Klimaökonom Edenhofer warnt: Kraftstoffsubventionen verschärfen die Energiekrise

Ein führender Klimaökonom warnt vor Subventionen für Kraftstoffe als Reaktion auf die steigenden Energiepreise. Ottmar Edenhofer, Chefökonom am Potsdam-Institut für Klimafolgenforschung (PIK), argumentiert, dass solche Maßnahmen das Problem noch verschärfen würden. Stattdessen plädiert er dafür, die Nachfrage zu drosseln, um die Preise zu stabilisieren und die Abhängigkeit von ausländischen Lieferanten zu verringern.

Edenhofer weist darauf hin, dass Subventionen für Kraftstoffe die Nachfrage nach Öl und Gas weiter anheizen würden. Dies würde wiederum die Preise in die Höhe treiben und vor allem Exporteure außerhalb Europas begünstigen. Er stellt diesen Ansatz dem der 1970er-Jahre gegenüber, als Regierungen die Ölkrise durch Energiesparmaßnahmen und nicht durch Preissenkungen bewältigten.

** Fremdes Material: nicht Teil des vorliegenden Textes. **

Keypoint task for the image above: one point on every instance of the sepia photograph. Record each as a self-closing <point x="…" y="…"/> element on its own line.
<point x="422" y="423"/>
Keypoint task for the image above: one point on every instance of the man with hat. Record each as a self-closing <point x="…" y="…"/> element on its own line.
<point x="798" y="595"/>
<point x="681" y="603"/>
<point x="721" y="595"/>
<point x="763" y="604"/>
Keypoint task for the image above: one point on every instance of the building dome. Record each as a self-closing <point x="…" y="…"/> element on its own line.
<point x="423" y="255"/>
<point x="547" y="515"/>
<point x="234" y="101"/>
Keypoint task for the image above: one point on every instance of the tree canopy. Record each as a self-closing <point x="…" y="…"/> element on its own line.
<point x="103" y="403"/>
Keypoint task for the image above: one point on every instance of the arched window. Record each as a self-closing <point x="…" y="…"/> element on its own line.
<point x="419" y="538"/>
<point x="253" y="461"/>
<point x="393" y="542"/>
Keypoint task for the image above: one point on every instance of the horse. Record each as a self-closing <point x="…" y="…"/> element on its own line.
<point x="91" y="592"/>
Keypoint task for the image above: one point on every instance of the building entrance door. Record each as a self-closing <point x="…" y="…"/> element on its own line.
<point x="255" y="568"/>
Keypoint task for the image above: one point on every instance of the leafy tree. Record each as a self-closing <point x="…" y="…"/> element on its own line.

Laut Edenhofer muss Europa mittelfristig seine Abhängigkeit von importiertem Öl und Gas verringern. Eine sinkende Nachfrage würde dem Kontinent mehr Einfluss auf den globalen Märkten verschaffen – eine Kombination aus Klimapolitik und geopolitischer Strategie.

Anstelle pauschaler Subventionen schlägt er gezielte Einkommenshilfen für einkommensschwache Haushalte vor. Dies würde die am stärksten Betroffenen vor den steigenden Kosten schützen, ohne die Gesamtnachfrage zu erhöhen. Zudem kritisiert Edenhofer, dass Politiker nicht frühzeitig genug betont hätten, dass der Verzicht auf fossile Brennstoffe entscheidend für die Energiesicherheit sei.

Die Warnungen des Ökonomen unterstreichen die Risiken kurzfristiger Lösungen wie Kraftstoffsubventionen. Seine Vorschläge zielen darauf ab, die Nachfrage zu senken und Bedürftige zu unterstützen, ohne die Abhängigkeit von ausländischer Energie zu verstärken. Die Debatte kommt zu einer Zeit, in der Europa weiterhin unter dem Druck hoher Spritpreise und unsicherer Versorgungslagen steht.